Official reactions from the Arab world to Donald Trump's victory are worrying, writes DW's Naser Schruf. The recent developments in the US might embolden Arab autocrats.
Many European politicians worked their deep skepticism about Donald Trump's electoral victory into their statements of congratulations. Egyptian President Abdel Fattah al-Sissi took a different approach. With palpable pleasure, he rushed ahead to telephone the US president-elect to allow Egyptian state media to say he was the first world leader to do so.
Why would an Arab ruler like al-Sissi praise a politician like Trump, known for his anti-Muslim statements? Bachir Abdelfatah of the Al Ahram Center for Political and Strategic Studies in Cairo points to several reasons. The first one is the deterioration in relations between the US and Egypt since the ouster of President Mohammed Morsi and the bloodshed that followed, which Barack Obama eyed critically but Trump does not seem to mind. Secondly, he and al-Sissi flirted politically during the US election campaign, with Trump making no effort to hide his opinion that al-Sissi was a source of stability in the region, without criticizing his human rights record. Trump's steadfast position against al-Sissi's archenemy, the Muslim Brotherhood, is another decisive factor. For Trump, this is not a troublesome partner in a necessary dialogue, but a terrorist organization.
Assad sees his chance
Syria's dictator Bashar al-Assad might also be happy about Trump's victory, even if he doesn't enjoy the official praise al-Sissi enjoys.

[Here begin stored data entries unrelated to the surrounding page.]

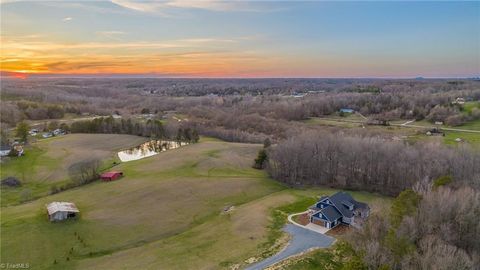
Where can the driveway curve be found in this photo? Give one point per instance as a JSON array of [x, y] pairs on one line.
[[302, 240]]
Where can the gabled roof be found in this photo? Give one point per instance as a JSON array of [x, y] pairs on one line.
[[341, 199], [54, 207], [331, 213], [110, 174]]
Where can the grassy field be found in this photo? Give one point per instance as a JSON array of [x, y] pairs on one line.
[[166, 213], [46, 162]]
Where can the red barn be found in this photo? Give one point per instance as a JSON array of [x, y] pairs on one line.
[[110, 176]]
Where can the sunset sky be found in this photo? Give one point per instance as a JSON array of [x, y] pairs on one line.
[[241, 39]]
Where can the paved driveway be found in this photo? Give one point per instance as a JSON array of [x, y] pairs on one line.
[[302, 240]]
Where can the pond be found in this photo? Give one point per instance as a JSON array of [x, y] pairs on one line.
[[148, 149]]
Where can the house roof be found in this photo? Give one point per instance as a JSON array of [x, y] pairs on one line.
[[5, 147], [331, 213], [341, 199], [54, 207]]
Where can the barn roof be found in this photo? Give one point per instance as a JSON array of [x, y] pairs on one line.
[[54, 207], [110, 174]]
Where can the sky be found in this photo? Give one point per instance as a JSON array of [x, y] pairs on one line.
[[241, 39]]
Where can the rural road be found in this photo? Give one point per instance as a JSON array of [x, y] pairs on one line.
[[302, 240]]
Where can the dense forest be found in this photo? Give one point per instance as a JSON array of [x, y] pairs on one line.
[[370, 164], [241, 110]]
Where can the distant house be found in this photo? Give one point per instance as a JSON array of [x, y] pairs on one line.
[[435, 132], [345, 110], [111, 176], [33, 132], [459, 101], [339, 208], [5, 150], [58, 132], [58, 211]]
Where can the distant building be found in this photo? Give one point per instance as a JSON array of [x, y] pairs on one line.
[[33, 132], [5, 150], [459, 101], [111, 176], [435, 132], [58, 132], [58, 211], [339, 208], [345, 110]]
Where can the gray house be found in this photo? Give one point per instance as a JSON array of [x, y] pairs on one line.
[[339, 208], [58, 211]]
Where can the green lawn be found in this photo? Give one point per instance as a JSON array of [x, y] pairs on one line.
[[167, 212], [468, 106], [45, 162]]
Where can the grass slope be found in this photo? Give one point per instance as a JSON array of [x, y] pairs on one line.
[[166, 213], [46, 162]]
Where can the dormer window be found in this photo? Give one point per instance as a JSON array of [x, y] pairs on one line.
[[347, 204]]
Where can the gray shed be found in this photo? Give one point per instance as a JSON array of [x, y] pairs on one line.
[[58, 211]]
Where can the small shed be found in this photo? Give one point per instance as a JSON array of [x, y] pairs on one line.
[[58, 211], [346, 110], [110, 176]]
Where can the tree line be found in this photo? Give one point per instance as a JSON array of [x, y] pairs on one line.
[[150, 128], [432, 229], [365, 163]]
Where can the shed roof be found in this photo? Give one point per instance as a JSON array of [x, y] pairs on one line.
[[110, 174], [54, 207]]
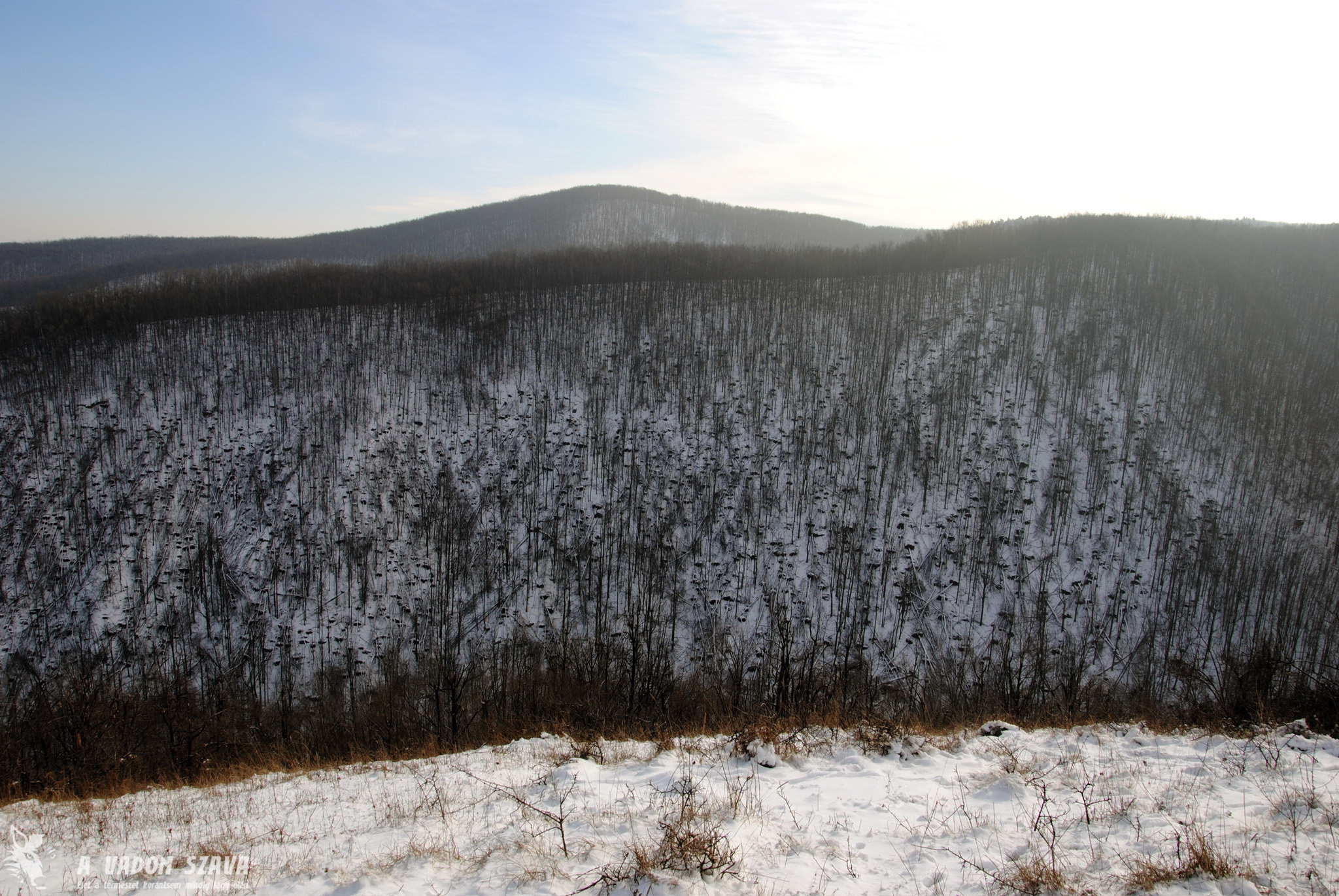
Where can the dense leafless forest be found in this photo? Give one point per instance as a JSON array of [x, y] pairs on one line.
[[1045, 469]]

"I don't like Assad at all," Trump said during one of the televised debates against Hillary Clinton. "But Assad is killing the IS," or the so-called "Islamic State." The daily atrocities and crimes meted out by the Assad regime against the Syrian people were not worth mentioning for Trump, which the regime understands as a cautious sign in its favor.

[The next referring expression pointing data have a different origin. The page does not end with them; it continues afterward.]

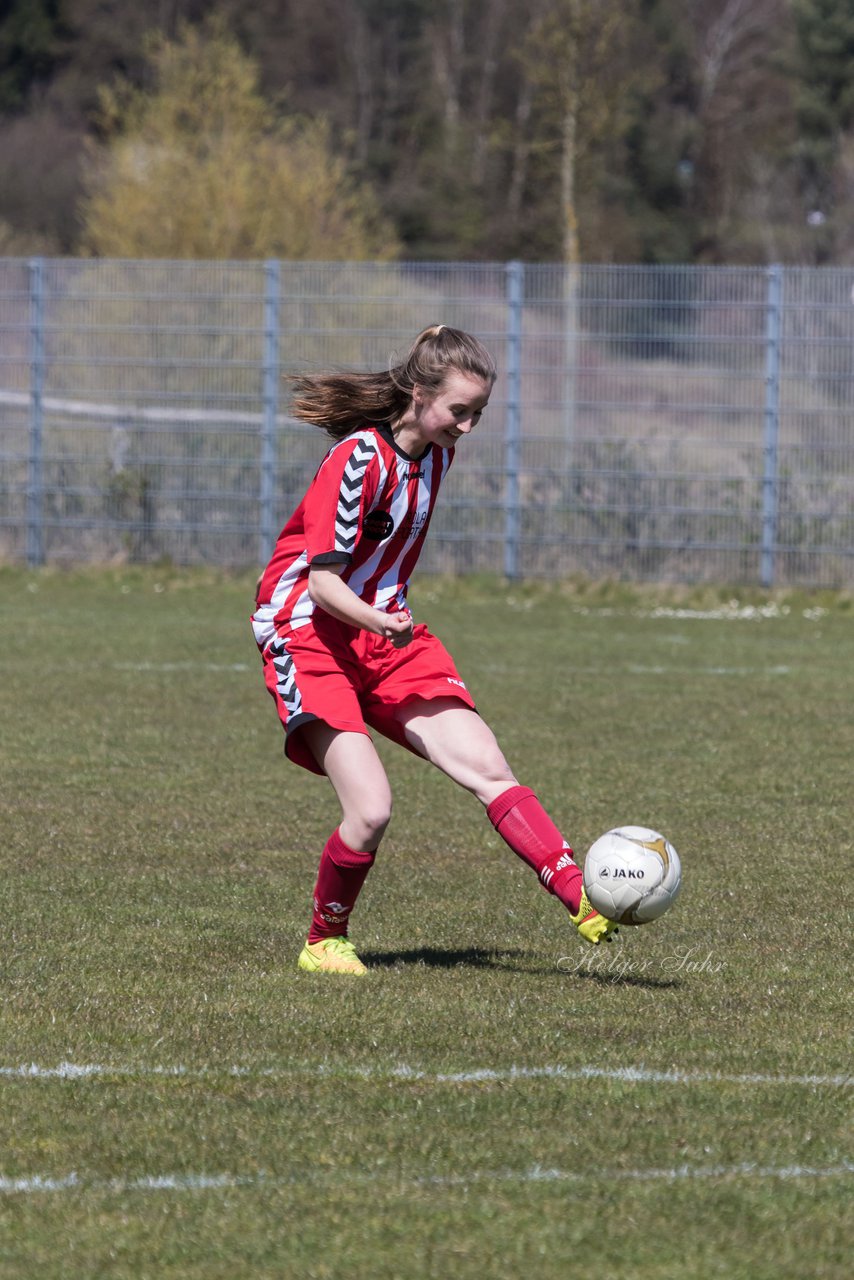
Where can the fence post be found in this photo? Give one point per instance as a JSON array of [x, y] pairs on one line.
[[771, 434], [512, 435], [270, 407], [35, 469]]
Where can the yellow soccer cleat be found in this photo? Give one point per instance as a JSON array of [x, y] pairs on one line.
[[592, 924], [330, 955]]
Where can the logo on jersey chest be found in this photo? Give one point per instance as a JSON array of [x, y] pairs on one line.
[[377, 525]]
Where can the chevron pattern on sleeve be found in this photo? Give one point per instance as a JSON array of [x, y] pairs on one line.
[[350, 496]]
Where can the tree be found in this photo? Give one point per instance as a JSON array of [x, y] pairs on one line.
[[823, 71], [202, 167]]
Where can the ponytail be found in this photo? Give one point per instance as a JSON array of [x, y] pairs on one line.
[[341, 403]]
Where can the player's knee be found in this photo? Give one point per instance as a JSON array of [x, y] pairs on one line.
[[370, 819]]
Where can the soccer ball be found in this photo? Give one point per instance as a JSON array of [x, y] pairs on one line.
[[633, 874]]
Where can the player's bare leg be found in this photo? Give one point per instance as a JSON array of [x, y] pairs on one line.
[[359, 780], [455, 739]]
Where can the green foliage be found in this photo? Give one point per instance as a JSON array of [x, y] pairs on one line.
[[28, 46], [823, 65], [201, 168]]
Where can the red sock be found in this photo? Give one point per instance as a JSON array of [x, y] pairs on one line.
[[520, 819], [339, 880]]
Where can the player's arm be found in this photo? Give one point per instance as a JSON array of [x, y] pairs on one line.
[[330, 593]]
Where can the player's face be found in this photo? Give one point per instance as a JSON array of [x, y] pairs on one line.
[[442, 417]]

The official regime newspaper, Al-Baath, called Trump's victory the "awaited change." Other pro-Assad commentators are pleased that with Trump, regime change in Damascus may be off the table for good. They might be right, seeing that Trump's first priority is beating IS because they also kill US citizens. The Syrian regime's crimes alongside those of foreign-controlled militias that led to the death of hundreds of thousands of Arabs, Kurds and others are less of a concern, as long as Assad's violence does not target Americans.
The governments of Saudi Arabia and Iraq can also hope for a reasonably good cooperation with the new American president. Hillary Clinton would have been in no way preferable, although they do not like all of Trump's political views. The Saudis are glad to have Trump calling into question the nuclear deal with Iran - their archenemy. Iraq's Prime Minister Haidar al-Abadi hopes Trump will provide more support in the fight against IS.
It is worth comparing the official Arab congratulations and the more cautious one of German Chancellor Angela Merkel, delivered on camera in a statement to the press. Merkel, too, congratulated Trump on his victory. However, she made clear that cooperation between the long-time Western allies would be on the basis of their shared values: democracy, freedom and human dignity. Merkel can afford to make such a strong, proud and confident statement because she was freely and democratically elected.
The statements from Arab leaders were nothing more than an attempt to ingratiate themselves with an incoming president who made no secret of his aversion to Muslims during the campaign. Many of these leaders feel emboldened with regard to their own tactics of oppression, although, unlike Trump, they did not come to power by way of free, fair and democratic elections.
Unfortunately, Trump's victory also encourages Arab autocrats. This is a dangerous development and another depressing experience for all those who fight for reforms in the Arab countries.